Positive Urine Cocaine Screen: Nurse's License Suspension Upheld By Court
Legal Eagle Eye Newsletter for the Nursing Profession
December 1996
Quick Summary: A urine cocaine screen can be attacked as invalid if an irregularity can be shown in the chain of custody of the urine sample.
Taking certain medications can lead to false-positive urine cocaine screens.

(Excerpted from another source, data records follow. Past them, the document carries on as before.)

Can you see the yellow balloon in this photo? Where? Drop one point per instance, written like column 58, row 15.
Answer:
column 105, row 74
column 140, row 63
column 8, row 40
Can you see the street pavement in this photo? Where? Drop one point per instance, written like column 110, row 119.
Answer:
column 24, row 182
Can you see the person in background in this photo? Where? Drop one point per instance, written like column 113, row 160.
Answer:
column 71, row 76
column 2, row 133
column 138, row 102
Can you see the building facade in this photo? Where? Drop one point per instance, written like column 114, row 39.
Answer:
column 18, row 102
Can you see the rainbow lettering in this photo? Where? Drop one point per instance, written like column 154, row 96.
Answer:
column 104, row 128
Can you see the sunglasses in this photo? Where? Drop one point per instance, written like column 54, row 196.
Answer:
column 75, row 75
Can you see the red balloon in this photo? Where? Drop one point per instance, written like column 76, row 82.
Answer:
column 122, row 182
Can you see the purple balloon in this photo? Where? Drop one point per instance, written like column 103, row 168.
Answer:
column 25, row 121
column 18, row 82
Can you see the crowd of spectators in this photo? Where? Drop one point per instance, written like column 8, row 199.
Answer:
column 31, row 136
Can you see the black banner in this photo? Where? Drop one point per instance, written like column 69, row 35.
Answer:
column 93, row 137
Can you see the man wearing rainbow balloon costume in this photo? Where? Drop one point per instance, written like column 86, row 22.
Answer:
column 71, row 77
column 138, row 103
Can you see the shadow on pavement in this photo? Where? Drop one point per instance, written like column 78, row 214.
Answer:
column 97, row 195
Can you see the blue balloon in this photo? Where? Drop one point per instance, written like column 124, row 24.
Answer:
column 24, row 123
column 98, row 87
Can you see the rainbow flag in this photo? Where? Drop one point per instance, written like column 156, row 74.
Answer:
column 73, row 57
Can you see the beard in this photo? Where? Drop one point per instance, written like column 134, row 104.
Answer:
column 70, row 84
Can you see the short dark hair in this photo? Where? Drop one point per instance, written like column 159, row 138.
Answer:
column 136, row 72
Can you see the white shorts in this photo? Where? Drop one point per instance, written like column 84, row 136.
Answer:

However, support for or rebuttal against the possibility of a false-positive requires expert testimony from a toxicologist.
SUPREME COURT OF APPEALS, WEST VIRGINIA, 1996.Because her initial R.N. license application listed a felony conviction for delivery of a controlled substance, a nurses license was approved by the state board only on a probationary basis, one of the conditions of probation being unannounced urine drug screens.
The Supreme Court of Appeals of West Virginia upheld the suspension of the nurses probationary license for one positive drug screen, without further proof of actual drug use or on-the-job impairment of performance.
Although it did not prove to be a problem in this case, the court noted in passing that it is critically important to maintain documented proof of a direct and unbroken chain of custody of a urine drug sample, from the person being screened giving the sample, to the laboratory technician performing the test, without any opportunity for tampering or adulteration or the sample, and without any possibility for one persons sample to be mislabeled as anothers, to avoid the results being invalidated after the fact by a court.
Stewart vs. West Virginia Board of Examiners for Registered Professional Nurses, 475 S.E. 2d 478 (W.Va., 1996).